Second version of the idX algorithm. Implemented in C++ 17, using the idX Python project as a starting point.
A proteomics PSM assignment engine replacing most of the math with operations involving indexed collections. Identification confidence scoring based on Fisher's noncentral hypergeometric distribution, in conjunction with the number of ions matched with a sequence fragmentation pattern and the fraction of the ion intensity corresponding to those matched ions.

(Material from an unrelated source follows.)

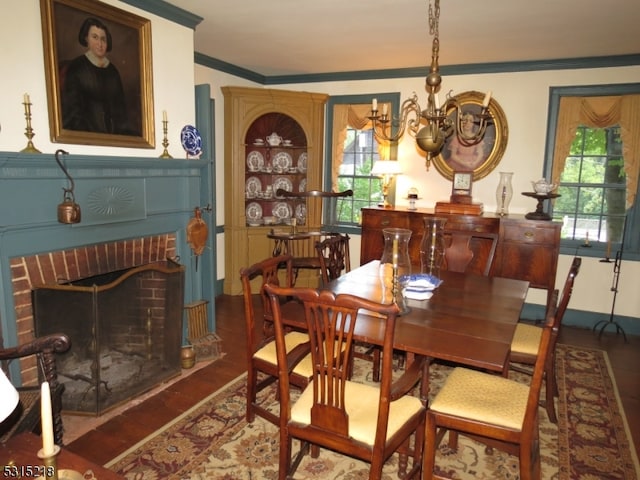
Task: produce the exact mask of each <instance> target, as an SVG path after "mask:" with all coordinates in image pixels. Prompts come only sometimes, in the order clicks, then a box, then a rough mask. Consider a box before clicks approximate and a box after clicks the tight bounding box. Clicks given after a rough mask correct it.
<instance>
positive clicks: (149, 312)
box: [32, 260, 185, 415]
mask: <svg viewBox="0 0 640 480" xmlns="http://www.w3.org/2000/svg"><path fill="white" fill-rule="evenodd" d="M184 270H185V269H184V267H183V266H181V265H180V264H178V263H176V262H174V261H172V260H166V261H163V262H157V263H150V264H147V265H142V266H139V267H135V268H130V269H127V270H120V271H117V272H110V273H107V274H102V275H98V276H94V277H89V278H85V279H81V280H77V281H74V282H73V283H69V284H61V285H44V286H40V287H37V288H35V289H33V291H32V295H33V298H32V301H33V309H34V322H35V331H36V335H38V336H39V335H46V334H49V333H55V332H61V333H65V334H67V335H68V336H69V338H70V339H71V348H70V349H69V351H68V352H66V353H64V354H63V355H60V356H59V357H58V359H57V366H58V378H59V381H60V383H62V384H64V385H65V391H64V394H63V396H62V407H63V410H65V411H66V412H73V413H83V414H94V415H101V414H102V413H104V412H106V411H108V410H110V409H112V408H115V407H117V406H118V405H121V404H122V403H124V402H126V401H128V400H130V399H132V398H135V397H136V396H137V395H140V394H141V393H144V392H145V391H147V390H149V389H151V388H153V387H154V386H156V385H158V384H159V383H161V382H163V381H166V380H167V379H169V378H171V377H173V376H176V375H178V374H179V373H180V369H181V367H180V348H181V344H182V316H183V301H184V300H183V299H184Z"/></svg>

Current version: 2021.01 (std)
idX was designed to use a particular type of peptide sequence index file, which is referred to as a "kernel" file to avoid confusion with other projects that use indexing strategies. Kernel files are prepared prior to run time, so they can be edited and validated prior to use. All masses in kernels are in rounded integer millidaltons, so 1000.1231 Da would be represented as 1000123 mDa. All masses correspond to the neutral mass, not the ion mass. All references to specific residues are in protein coordinates.
These kernel files contain 3 types of entries and they are written in JSON Lines format.
- The first JSON line must be like:
{"format":"jsms 1.0","source":"some description","created":"2019-12-17 21:55:36.492350"}
- The lines containing peptide sequence information must be like (but all on 1 line):
{"lv":0,
"pm":parent mass,
"lb":"protein accession",
"pre":"residue - 1",
"post":"residue N+1",
"beg":start of peptide,
"end":end of peptide,
"seq":"peptide sequence",
"ns":[list of historical observations],
"bs":[list of b-fragment neutral masses],
"ys":[list of y-fragment neutral masses],
"mods":[list of modifications [residue,pos,mass]],
"u":uid for line,
"h":uid for peptide}
- The last line must be like:
{"validation":"sha256","value":"a21cd37e5ea05e36ddd264d0ede9abe108274ee7e58ad35dc08a468ff23d60bd"}
where the "value" is the SHA256 hash of all of the preceeding lines, with leading and trailing white splace removed.
The software runs using the main()
method in idx.cpp
to control the workflow of PSM identification. This method is also responsible for most of the logging text output that is directed to stdout. The order of operations in this method are as follows:
-
Command line parameters are checked and stored. Use the "--help" command line option to get the current list of parameters.
-
A
load_kernel
object is created and passed to aload_spectra
object, that creates a list of spectra in theload_spectra
object and an index of those spectra in theload_kernel
object. -
The
load_kernel
object is then loaded with peptide sequence information from the kernel file specified on the command line. Only kernels that have pm values within 20 ppm of a spectrum are processed. Only information required for step 4 is stored in memory: the other kernel information required for creating a useful output file is retrieved from a reparsing of the kernel file in step 5. -
A
create_results
object is created and it uses theload_kernel
andload_spectra
objects to generate a preliminary set of PSM assignments. Following this step all unnecessary memory objects are released prior to advancing to step 5. -
A
create_output
object is created which takes the preliminary list of PSM assignments and applies physical and statistical models to the list, generating a final list of PSM assignments that is recorded in a tab-separated value output file as specified on the command line. In order to do this, the object re-reads the kernel file, extracting information only from the kernels in the PSM list. This reparsing of the kernel file is one of the main elements in the memory size minimization strategy. An additional metadata file in JSON format is also generated and stored at "OUTPUT_PATH.meta".
NOTE: As much as possible, neutral masses in integer millidaltons (type int32_t
) are used throught the idX code, with as few variable type conversions as possible. C++ STL object indexes and sizes use type size_t
as often as possible.
NOTE: The PSM identification process is performed using C++ STL maps and sets. The high performance maps and sets in parallel_hashmap
are used for the largest indexed data structures.